曾經我信天意命數,後來又覺得不必信,反正無論信或不信,該有變故發生時總會發生,而想改變也總得付出代價。當初穆九娘以一條命才換得鐵珊瑚的生,而曾經自己也幾乎賠上一條命,卻依舊阻止不了練兒的劫。

若是如今只需這般交換而已,那真再便宜不過,簡直就是賺到了。

此乃心聲,不想解釋,也不管別人聽不聽得懂,只覺得愉快,於是笑盈盈坦然說了出來。

好在,嶽鳴珂此人亦非隨意追根究底之輩,無論聽懂與否,大約是見我不想解釋太多,他便也不曾有過半句追問,只是合十沉默了片刻,待我這廂笑得差不多了,方纔開口道:“那……到這一步,你打算如何?”

當然,這纔是最需要面對的現實問題,他如此,我亦如此。

“這個麼,總之,先待五日期滿再說吧。”自己笑着擺擺手,一轉身重新落座,端起之前已微涼的茶水啜了一口,繼續道:“你我都知道,她脾氣難測,凡事唯有見了面才能定論,所以未見面之前,就不用管那麼多了。”

胡思亂想,總活得太辛苦,越是介意就越是深陷,任性一點。

對人這麼說,也真是抱定了這樣的心態,仍舊是日子照過吃得好睡得香,情勢也沒有什麼變化,嶽鳴珂就算有不安也很好地粉飾住了,至少我是看不出來,想來練兒更是不能。他也與我一般,每日裡做着分內該做的事,最後在日落時分再過來一趟,對我說說今日那峰上之人如何如何了。

第三日和第四日就這麼分別過去了,除了髮色似乎更淺了點外,身體感覺都好好的。屋中缺了銅鏡,我自己也瞧不真切頭髮整體如何了,原想託嶽鳴珂帶一面過來,無奈兩天偏偏都正好忘了。

所以第五天,遠望那日頭升起的時候,心裡想的是不要再忘了這件事。至少我希望,在明日練兒歸來之前,能自己先看看自己如今的模樣,多少有個準備。

話說回來,今天的日頭還真是好啊……剛剛升起來就曬得人暖洋洋的。

不知爲什麼,突然貪圖起了這陽光來,於是在做完家事後,不惜費勁巴拉地搬了那醉翁椅到院子裡,尋了個好位置,再擺上個小案在旁,這般舒舒服服用完了早飯喝完了藥,將要帶給練兒的東西拿出來放在一旁,就着暖和陽光,愜意地等候嶽鳴珂的到來。
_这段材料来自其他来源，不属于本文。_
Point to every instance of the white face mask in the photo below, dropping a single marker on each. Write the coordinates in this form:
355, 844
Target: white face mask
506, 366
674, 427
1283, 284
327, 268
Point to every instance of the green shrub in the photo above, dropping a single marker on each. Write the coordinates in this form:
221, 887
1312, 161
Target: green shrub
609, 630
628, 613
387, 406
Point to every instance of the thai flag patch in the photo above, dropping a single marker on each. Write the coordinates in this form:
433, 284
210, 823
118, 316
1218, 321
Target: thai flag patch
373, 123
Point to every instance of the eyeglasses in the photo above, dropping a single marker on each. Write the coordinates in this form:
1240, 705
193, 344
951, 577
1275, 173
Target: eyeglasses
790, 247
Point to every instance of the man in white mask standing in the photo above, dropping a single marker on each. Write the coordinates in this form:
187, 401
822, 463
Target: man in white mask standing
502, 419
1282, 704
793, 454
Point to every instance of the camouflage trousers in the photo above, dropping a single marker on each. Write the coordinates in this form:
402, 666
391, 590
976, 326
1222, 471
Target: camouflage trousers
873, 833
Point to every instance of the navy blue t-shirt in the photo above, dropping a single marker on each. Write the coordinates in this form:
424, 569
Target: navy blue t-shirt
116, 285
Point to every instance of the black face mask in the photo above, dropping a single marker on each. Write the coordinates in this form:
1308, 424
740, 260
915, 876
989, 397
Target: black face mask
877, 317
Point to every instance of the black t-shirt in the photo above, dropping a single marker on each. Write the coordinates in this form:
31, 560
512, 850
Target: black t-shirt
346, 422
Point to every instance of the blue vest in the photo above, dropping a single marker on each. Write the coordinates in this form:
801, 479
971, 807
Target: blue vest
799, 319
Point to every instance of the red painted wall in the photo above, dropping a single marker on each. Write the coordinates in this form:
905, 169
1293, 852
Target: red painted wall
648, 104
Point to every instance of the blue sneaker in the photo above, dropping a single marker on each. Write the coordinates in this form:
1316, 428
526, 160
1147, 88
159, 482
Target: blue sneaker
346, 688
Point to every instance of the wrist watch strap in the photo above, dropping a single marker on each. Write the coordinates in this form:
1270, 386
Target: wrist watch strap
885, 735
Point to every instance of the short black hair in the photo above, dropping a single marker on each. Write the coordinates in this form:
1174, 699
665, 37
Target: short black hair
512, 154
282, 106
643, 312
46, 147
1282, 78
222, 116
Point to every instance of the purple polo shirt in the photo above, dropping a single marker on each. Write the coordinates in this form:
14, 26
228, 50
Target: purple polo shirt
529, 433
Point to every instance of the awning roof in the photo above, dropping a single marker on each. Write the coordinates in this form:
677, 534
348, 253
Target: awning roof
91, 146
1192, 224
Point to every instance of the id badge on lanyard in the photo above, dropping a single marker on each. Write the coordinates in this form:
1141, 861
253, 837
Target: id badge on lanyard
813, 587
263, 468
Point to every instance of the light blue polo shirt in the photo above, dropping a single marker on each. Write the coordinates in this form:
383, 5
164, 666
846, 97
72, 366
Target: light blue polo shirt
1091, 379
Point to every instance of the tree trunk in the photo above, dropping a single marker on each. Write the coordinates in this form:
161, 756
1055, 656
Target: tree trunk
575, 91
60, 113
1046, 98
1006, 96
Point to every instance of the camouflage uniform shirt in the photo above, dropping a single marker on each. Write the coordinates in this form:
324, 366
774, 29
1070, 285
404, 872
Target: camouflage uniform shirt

候來候去,那傢伙今日偏生比往常晚了許多,等得百無聊賴之下,索性打雪堆中挖出了那罈子來抱在懷中小心打量,酒罈裡餘下的量已然不多了,搖一搖,聞一聞,應該是沒有什麼不好的變化纔對,想着這酒罈今日就能功成身退,再想想嶽鳴珂之前那句相差無幾,就不由得就對着陽光眯了眼,勾脣偷笑起來。

正一個人笑着笑着,清晨陽光之下的山坡那頭,就現出了一道身影。

應該就是嶽鳴珂了吧,心中下意識認爲。因爲此時此地,除了嶽大和尚外再不會來別人,但就算是日頭晃得人直眯眼,卻也看得出,那不會是一名和尚。

輪廓太熟悉了,熟悉得徑直戰勝了思維,讓人不作他想。

人是放鬆的,甚至都不曾起身,就這麼靠了椅背定定看着那女子一步步走來。恍惚間這一幕是似曾相識的,歲月變遷,記憶中有過多少次這般看她一步步走近自己,重疊在一起,氣質或各有不同,但容貌一般無二,髮色亦一般無二。

不錯,眼前,愈近就愈能感覺到,她整個人都散發着肅殺之氣,原本的絕色容顏此刻也是陰沉如冰,明明是如此冷怒了,那一頭散開的長髮卻自顧自在陽光下隨風輕舞,略凌亂的墨色柔順而美麗,帶着點點溼氣的光澤,彷彿剛被晨露染過一般。

被這一幕吸引,直到她走到面前站定了腳步,才發現笑容從始至終都掛在自己脣邊。

站定,對視。我看她,她自然也看我。除了冷怒,那雙眸中暫時讀不到什麼情緒,甚至不帶驚訝。發覺這一點後,垂下視線打量了打量那似乎略凌亂的衣襬和沾滿新雪的靴子,心中大約就明白了是怎麼回事。

正這般那般地想着,突然,耳邊聽到了一句話。

“你,在做什麼?”這麼一句,聲線不大,同樣蘊着冷冰冰怒意,問得卻是普通的問題。

“我閒來無事,正想曬曬暖日,順便等嶽鳴珂。”所以也是普普通通回了話,配合未收起的笑,態度再自然不過:“按約定他差不多該來拿東西給你送去了,不過……此刻看來倒是不必了。”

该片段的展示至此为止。